If you want to define a meta-rule, but do not want its individual sub-rules to count
towards the final score unless the entire meta-rule matches, give the sub-rules names
that start with '__' (two underscores). SpamAssassin will ignore these for scoring.
reuse SYMBOLIC_TEST_NAME [ OLD_SYMBOLIC_TEST_NAME_1 ... ]
Defines the name of a test that should be "reused" during the scoring process. If a
message has an X-Spam-Status header that shows a hit for this rule or any of the old
rule names given, a hit will be added for this rule when mass-check --reuse is used.
Examples:
"reuse SPF_PASS"
"reuse MY_NET_RULE_V2 MY_NET_RULE_V1"
The actual logic for reuse tests is done by Mail::SpamAssassin::Plugin::Reuse.

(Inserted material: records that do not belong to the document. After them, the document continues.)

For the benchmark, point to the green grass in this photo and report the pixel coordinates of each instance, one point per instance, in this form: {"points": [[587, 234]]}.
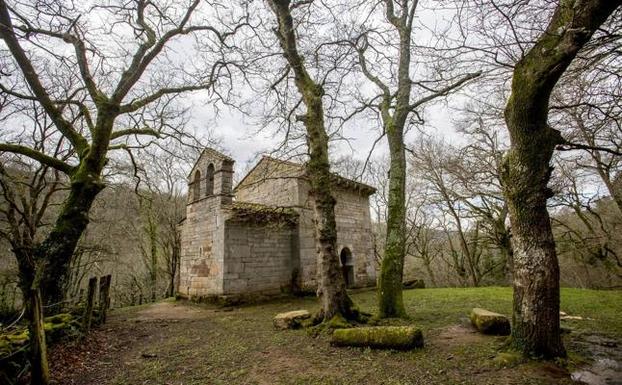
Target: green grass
{"points": [[433, 308], [241, 346]]}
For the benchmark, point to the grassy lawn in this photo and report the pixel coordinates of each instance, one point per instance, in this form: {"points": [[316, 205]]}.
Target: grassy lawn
{"points": [[180, 343]]}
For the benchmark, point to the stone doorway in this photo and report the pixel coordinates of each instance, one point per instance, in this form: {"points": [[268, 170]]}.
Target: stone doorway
{"points": [[347, 266]]}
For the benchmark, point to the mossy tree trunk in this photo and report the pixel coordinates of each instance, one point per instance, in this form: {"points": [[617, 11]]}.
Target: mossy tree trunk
{"points": [[526, 171], [29, 281], [331, 286], [395, 107], [40, 372], [390, 301], [58, 247]]}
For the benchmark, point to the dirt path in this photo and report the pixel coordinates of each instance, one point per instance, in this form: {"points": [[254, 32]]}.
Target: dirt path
{"points": [[181, 344]]}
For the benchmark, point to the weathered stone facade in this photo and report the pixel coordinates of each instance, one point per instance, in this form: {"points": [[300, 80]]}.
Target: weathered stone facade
{"points": [[259, 238]]}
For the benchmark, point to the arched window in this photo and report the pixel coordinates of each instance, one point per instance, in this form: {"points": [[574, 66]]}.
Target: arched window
{"points": [[196, 186], [347, 266], [209, 180]]}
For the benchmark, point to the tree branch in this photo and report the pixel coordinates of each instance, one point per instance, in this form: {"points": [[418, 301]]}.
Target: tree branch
{"points": [[444, 91], [38, 156]]}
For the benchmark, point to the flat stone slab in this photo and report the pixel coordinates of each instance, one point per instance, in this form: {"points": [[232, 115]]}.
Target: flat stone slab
{"points": [[379, 337], [489, 322], [290, 319]]}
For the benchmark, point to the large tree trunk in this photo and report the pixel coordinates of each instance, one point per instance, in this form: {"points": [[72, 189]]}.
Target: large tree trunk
{"points": [[526, 171], [390, 301], [331, 286], [58, 247]]}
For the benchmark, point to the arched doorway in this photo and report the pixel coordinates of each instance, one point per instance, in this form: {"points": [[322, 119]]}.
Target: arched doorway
{"points": [[347, 266]]}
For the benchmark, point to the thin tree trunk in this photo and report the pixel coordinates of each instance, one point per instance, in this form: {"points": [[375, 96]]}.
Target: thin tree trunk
{"points": [[38, 351], [525, 173], [331, 286], [391, 303], [58, 247]]}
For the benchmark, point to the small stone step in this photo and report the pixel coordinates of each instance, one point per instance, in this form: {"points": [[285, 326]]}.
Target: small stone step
{"points": [[489, 322], [290, 319]]}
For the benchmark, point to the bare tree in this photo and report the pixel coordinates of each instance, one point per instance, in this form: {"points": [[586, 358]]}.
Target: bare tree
{"points": [[526, 172], [331, 287], [398, 102], [28, 191]]}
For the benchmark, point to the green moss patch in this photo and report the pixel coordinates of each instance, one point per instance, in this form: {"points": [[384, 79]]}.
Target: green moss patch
{"points": [[380, 337]]}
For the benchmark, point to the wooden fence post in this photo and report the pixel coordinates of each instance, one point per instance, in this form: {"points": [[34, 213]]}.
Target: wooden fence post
{"points": [[90, 300], [104, 296]]}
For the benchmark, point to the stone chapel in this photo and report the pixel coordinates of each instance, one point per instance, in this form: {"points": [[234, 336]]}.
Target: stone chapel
{"points": [[258, 238]]}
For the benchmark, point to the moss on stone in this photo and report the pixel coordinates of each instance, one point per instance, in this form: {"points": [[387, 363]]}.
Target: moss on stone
{"points": [[508, 359], [381, 337], [489, 322]]}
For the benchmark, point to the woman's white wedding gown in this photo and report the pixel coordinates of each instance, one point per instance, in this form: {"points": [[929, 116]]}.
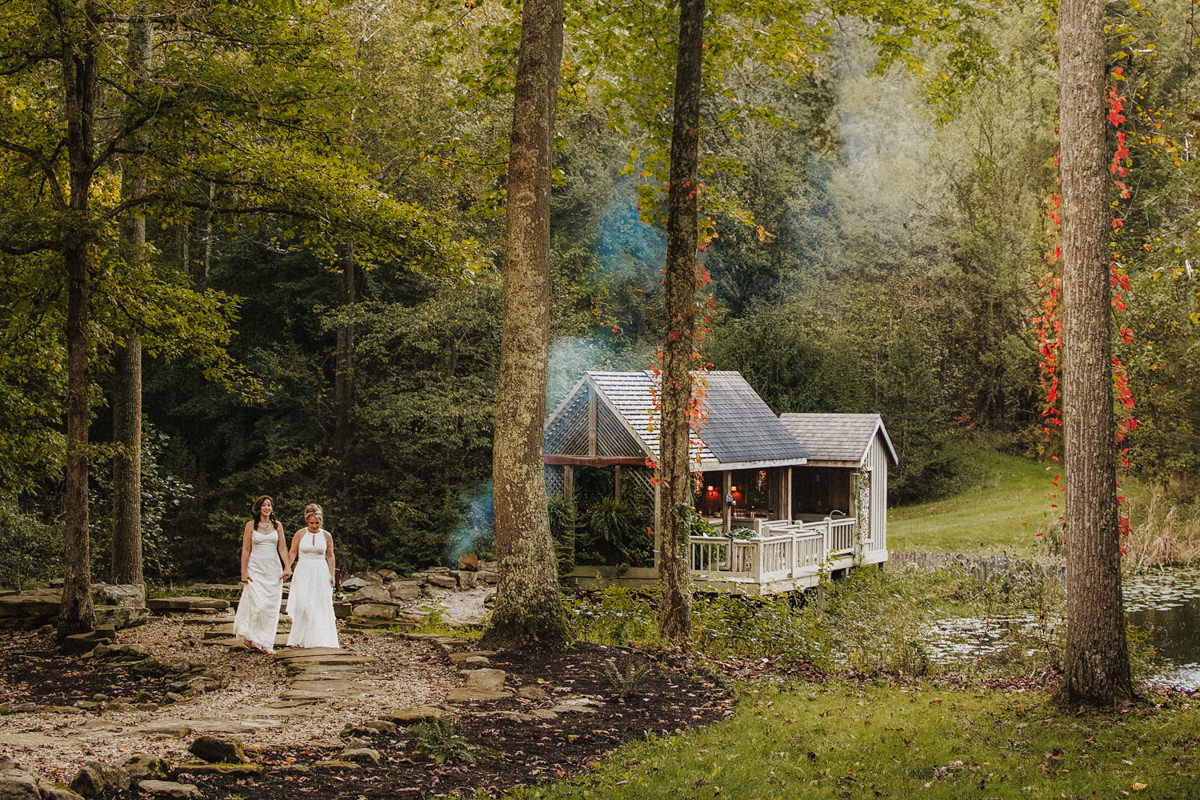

tflags SYMBOLIC_TEST_NAME flags
Used to set flags on a test. Parameter is a space-separated list of flag names or flag
name = value pairs. These flags are used in the score-determination back end system
for details of the test's behaviour. Please see "bayes_auto_learn" for more
information about tflag interaction with those systems. The following flags can be
set:
net The test is a network test, and will not be run in the mass checking system or if
-L is used, therefore its score should not be modified.
nice
The test is intended to compensate for common false positives, and should be
assigned a negative score.
userconf
The test requires user configuration before it can be used (like language-specific
tests).
learn
The test requires training before it can be used.
noautolearn
The test will explicitly be ignored when calculating the score for learning
systems.
autolearn_force
The test will be subject to less stringent autolearn thresholds.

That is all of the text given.